School of Mathematics

Blog for the School of Mathematics community

From Dunelm to data science

A few years after completing my undergraduate mathematics studies at the University of Warwick, and long after I’d last used the definitions of ‘Lipschitz continuity’ or ‘Hausdorff dimensions’, I was working for Dunelm, the British homeware retailer, in the supply chain analytics team.

The managers of the distribution centre were interested in how to arrange the various cushions, curtains, and colanders in the warehouse so that customer orders could be picked and packed as quickly as possible. I couldn’t help but feel that there was a neater, more satisfying solution and a better set of methods than my arsenal at the time. An internet search led me to the field of Operational Research (OR), its applications to logistics, and far beyond. A fire was lit; before long I’d be relocating to Edinburgh!

And so, a couple of years later, I’m writing this reflection on my MSc in OR with Data Science, and where this journey has led me now.

I studied full-time for a year, taking time out of work to prioritise my learning. My course mates were a diverse group, from a multitude of countries around the world, and with a range of academic backgrounds: maths, science, engineering, business, finance… Before my arrival, I had scrutinised the selection of available courses and remember sampling a selection of extra courses in the first couple of weeks before settling on those I found most engaging.

With the ‘T-shaped’ framework of learning in mind, I aspired to cover a breadth of applied applications, coupled with a depth of optimisation, modelling, programming and statistical skills which form the base of any OR toolkit. To this end, I enjoyed applied lectures about logistics, finance, energy and neuroscience, keeping an open mind about the next steps beyond my MSc.

My favourite module was called Methodology, Modelling and Consulting Skills or, colloquially, MMCS. This course began with a rigorous foundation in linear modelling with Xpress (an optimisation library) in Python.

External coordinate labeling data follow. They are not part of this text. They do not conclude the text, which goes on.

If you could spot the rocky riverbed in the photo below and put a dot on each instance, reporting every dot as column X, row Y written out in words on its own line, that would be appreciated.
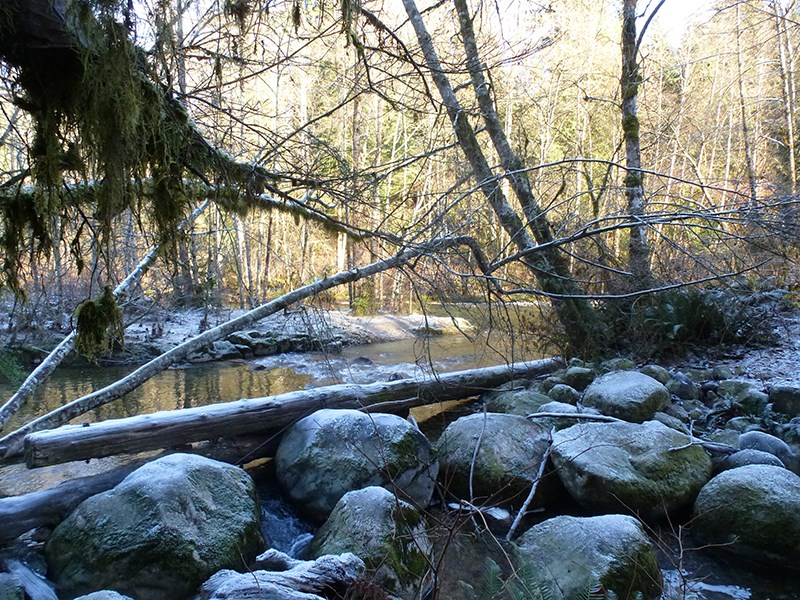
column 555, row 485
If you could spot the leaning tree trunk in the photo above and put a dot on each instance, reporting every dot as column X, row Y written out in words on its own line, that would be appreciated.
column 638, row 248
column 580, row 322
column 11, row 444
column 60, row 352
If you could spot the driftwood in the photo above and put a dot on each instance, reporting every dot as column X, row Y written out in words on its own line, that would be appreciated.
column 280, row 577
column 11, row 445
column 57, row 354
column 168, row 429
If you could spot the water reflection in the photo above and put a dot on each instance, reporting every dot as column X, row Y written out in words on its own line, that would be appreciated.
column 169, row 390
column 199, row 385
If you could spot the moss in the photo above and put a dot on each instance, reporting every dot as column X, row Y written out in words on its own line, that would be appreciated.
column 99, row 325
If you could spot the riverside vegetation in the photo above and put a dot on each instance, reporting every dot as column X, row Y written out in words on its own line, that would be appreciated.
column 553, row 488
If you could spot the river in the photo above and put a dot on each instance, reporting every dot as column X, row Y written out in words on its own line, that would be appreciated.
column 709, row 577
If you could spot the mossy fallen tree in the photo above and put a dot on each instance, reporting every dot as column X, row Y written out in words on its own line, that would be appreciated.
column 265, row 416
column 101, row 115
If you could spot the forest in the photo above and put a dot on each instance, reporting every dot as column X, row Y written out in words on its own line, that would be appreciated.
column 582, row 176
column 525, row 153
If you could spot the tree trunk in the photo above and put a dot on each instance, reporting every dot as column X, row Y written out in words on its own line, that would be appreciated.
column 11, row 444
column 577, row 317
column 168, row 429
column 51, row 362
column 638, row 250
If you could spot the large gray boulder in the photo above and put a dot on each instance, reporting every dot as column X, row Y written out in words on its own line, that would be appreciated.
column 627, row 395
column 509, row 448
column 629, row 467
column 516, row 402
column 569, row 556
column 753, row 511
column 160, row 533
column 332, row 452
column 389, row 535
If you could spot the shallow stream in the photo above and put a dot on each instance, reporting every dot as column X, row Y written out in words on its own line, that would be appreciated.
column 700, row 575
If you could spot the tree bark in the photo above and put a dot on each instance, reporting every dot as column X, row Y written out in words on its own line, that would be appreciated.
column 168, row 429
column 638, row 249
column 580, row 322
column 11, row 444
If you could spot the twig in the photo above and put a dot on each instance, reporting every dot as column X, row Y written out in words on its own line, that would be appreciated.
column 532, row 493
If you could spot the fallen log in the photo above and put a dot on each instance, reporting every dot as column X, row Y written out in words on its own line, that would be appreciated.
column 47, row 508
column 260, row 415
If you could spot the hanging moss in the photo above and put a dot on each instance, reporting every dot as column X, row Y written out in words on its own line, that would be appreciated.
column 99, row 326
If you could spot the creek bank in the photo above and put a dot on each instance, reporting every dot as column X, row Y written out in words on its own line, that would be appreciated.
column 299, row 330
column 709, row 406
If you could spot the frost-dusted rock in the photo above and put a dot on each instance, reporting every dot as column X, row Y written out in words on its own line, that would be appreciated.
column 104, row 595
column 11, row 588
column 277, row 576
column 570, row 555
column 746, row 457
column 627, row 395
column 161, row 532
column 612, row 467
column 388, row 534
column 681, row 386
column 760, row 440
column 657, row 372
column 510, row 449
column 579, row 377
column 332, row 452
column 753, row 511
column 785, row 398
column 561, row 392
column 516, row 402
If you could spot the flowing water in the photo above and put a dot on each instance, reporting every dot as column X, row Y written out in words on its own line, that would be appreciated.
column 701, row 576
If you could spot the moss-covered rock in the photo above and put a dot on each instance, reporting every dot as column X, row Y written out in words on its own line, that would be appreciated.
column 386, row 533
column 752, row 511
column 569, row 556
column 627, row 395
column 648, row 468
column 501, row 453
column 516, row 402
column 160, row 533
column 332, row 452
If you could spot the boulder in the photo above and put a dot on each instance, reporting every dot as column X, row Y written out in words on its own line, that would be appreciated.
column 752, row 511
column 160, row 533
column 629, row 467
column 104, row 595
column 748, row 457
column 510, row 449
column 627, row 395
column 389, row 535
column 516, row 402
column 760, row 440
column 785, row 399
column 332, row 452
column 561, row 392
column 682, row 387
column 11, row 588
column 579, row 377
column 657, row 372
column 569, row 556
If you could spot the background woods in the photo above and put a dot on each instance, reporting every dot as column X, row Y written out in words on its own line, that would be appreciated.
column 587, row 162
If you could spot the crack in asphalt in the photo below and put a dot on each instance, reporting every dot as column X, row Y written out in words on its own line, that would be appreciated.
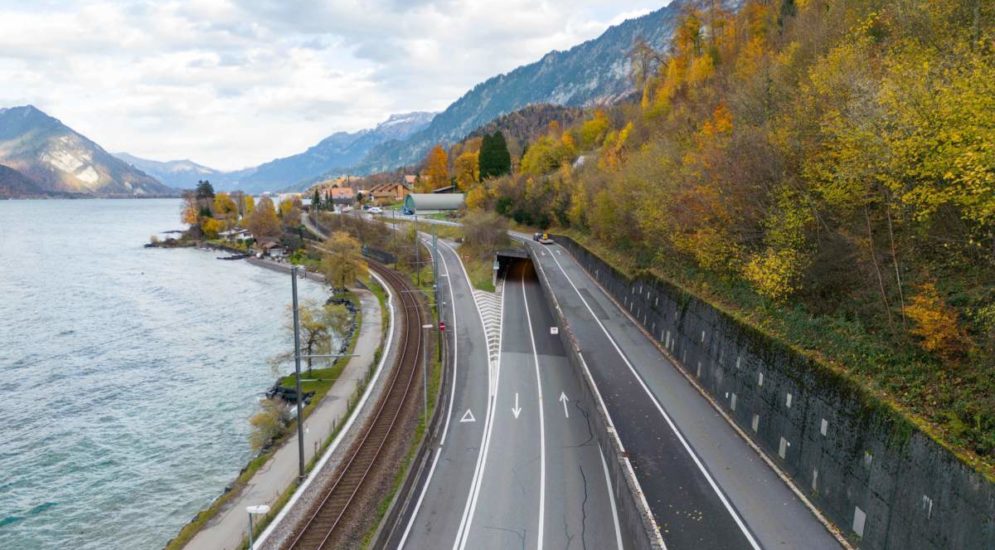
column 587, row 424
column 520, row 535
column 583, row 510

Later, we worked with Sopra Steria, an external consultancy, using OR to generate a proposal for the rollout of electric vehicle chargers across the Scottish city of Dundee.

Working with some locational demand data and a healthy dose of real-world uncertainty, we built optimisation models in teams, before presenting our solution back to a panel at the end of the module. I enjoyed seeing how different teams had approached the problem, and the differing assumptions they had made along the way: there is far more creativity required in applied mathematics than you may first believe.

After several years of work, without exams or assignments, it was at times a challenge to study. I found it helpful to treat the degree as I would any full-time job: working a semi-strict 8am to 5pm, Monday to Friday, to give me time to pursue other interests. Moving to Scotland from the East Midlands, the level up in scenery was not to miss! I joined the University Hillwalking Club on a number of weekend trips, notably to the Scottish Highlands to tackle Ben Hope, the most northerly Munro. A long-time runner, I also joined the Hare and Hounds XC club, training and racing throughout the winter, and continued a passion for juggling at the circus and magic society.

After 2 semesters of lectures and exams, it was time to work on our dissertation projects during the summer. Having particularly enjoyed learning about energy network modelling earlier in the year, I applied to research my dissertation in industry at Flexitricity.

Flexitricity is an asset-backed energy company, who manage and optimise a portfolio of grid-scale batteries (amongst many other flexible assets) through their control room in Edinburgh. Energy storage is an important part of the electricity grid. As more renewables are connected, the variable delivery of power they offer needs to be balanced in real-time. Batteries are a responsive way to do this, and so are incentivised to provide a suite of services to National Grid in a number of auctions. Alongside this, batteries can charge and discharge, trading power in various energy markets.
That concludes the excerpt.